A recent survey has revealed that container security is shifting left with 74% of organizations scanning container images during the build process. Unfortunately, the report also revealed that the majority of container images are overly permissive.
According to Sysdig’s fourth annual Sysdig Container Security and Usage report, 58% of containers analyzed were running as a root user. “This indicates that while shifting left is a good start and might help catch vulnerabilities sooner, there is still a need for runtime scanning to detect when configuration errors occur,” Aaron Newcomb, director of product marketing at Sysdig, wrote in a blog post explaining the report.

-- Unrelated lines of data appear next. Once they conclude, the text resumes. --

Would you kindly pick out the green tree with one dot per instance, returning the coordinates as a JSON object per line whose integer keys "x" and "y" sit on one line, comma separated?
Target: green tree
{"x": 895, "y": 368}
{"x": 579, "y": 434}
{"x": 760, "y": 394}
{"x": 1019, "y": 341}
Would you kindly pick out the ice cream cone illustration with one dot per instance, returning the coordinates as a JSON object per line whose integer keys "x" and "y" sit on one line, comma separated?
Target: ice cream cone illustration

Another challenge to security arises when considering the fact that a majority of containers are alive for less than a week. According to the report, 49% of containers live for less than five minutes, with 21% living less than 10 seconds. These short lifespans cause challenges when it comes to auditing for security problems because many monitoring tools aren’t able to provide detailed information in that short period of time.

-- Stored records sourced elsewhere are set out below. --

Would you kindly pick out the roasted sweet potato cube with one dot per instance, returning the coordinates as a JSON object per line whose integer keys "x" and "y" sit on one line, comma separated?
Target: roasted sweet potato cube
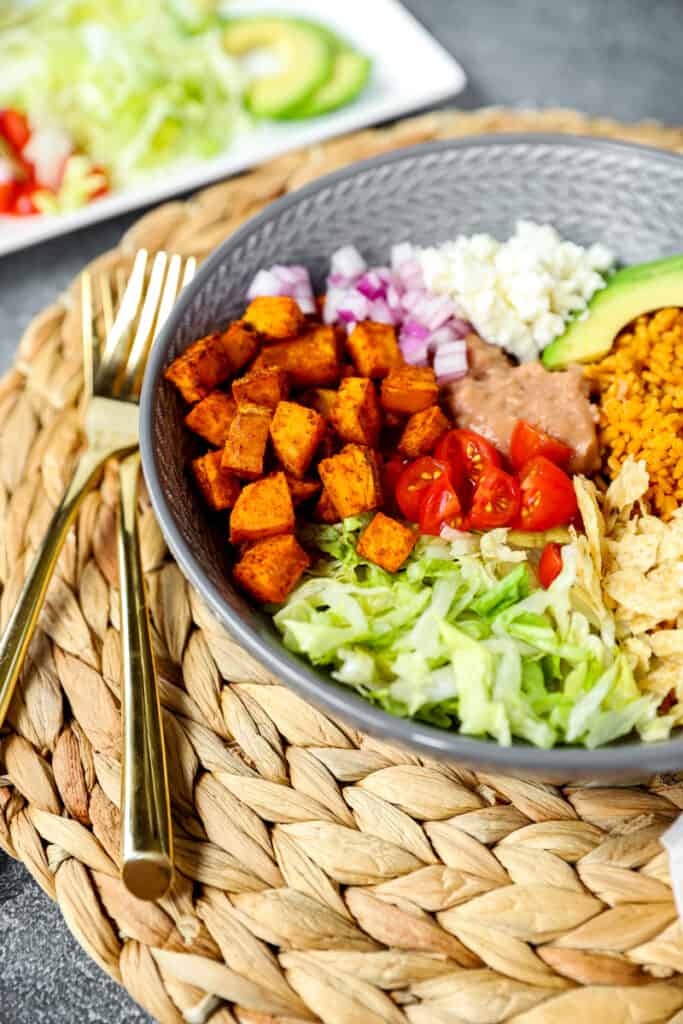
{"x": 356, "y": 416}
{"x": 422, "y": 431}
{"x": 247, "y": 440}
{"x": 351, "y": 478}
{"x": 296, "y": 432}
{"x": 200, "y": 369}
{"x": 219, "y": 487}
{"x": 374, "y": 348}
{"x": 241, "y": 343}
{"x": 325, "y": 510}
{"x": 260, "y": 387}
{"x": 408, "y": 389}
{"x": 212, "y": 416}
{"x": 274, "y": 316}
{"x": 302, "y": 491}
{"x": 270, "y": 569}
{"x": 386, "y": 542}
{"x": 311, "y": 360}
{"x": 322, "y": 399}
{"x": 263, "y": 509}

The report also found that users seem to be turning to open-source solutions to manage container security concerns. For example, Sysdig’s open-source security project Falco has seen 300% growth and has had. over 20 million Docker Hub pulls.
“Container security is a growing concern for companies, as indicated by the effort put into shifting left and the astounding adoption of Falco since our last usage report. However, organizations need to remain vigilant in their efforts to examine runtime activity to be able to detect configuration errors and attacks,” Newcomb wrote.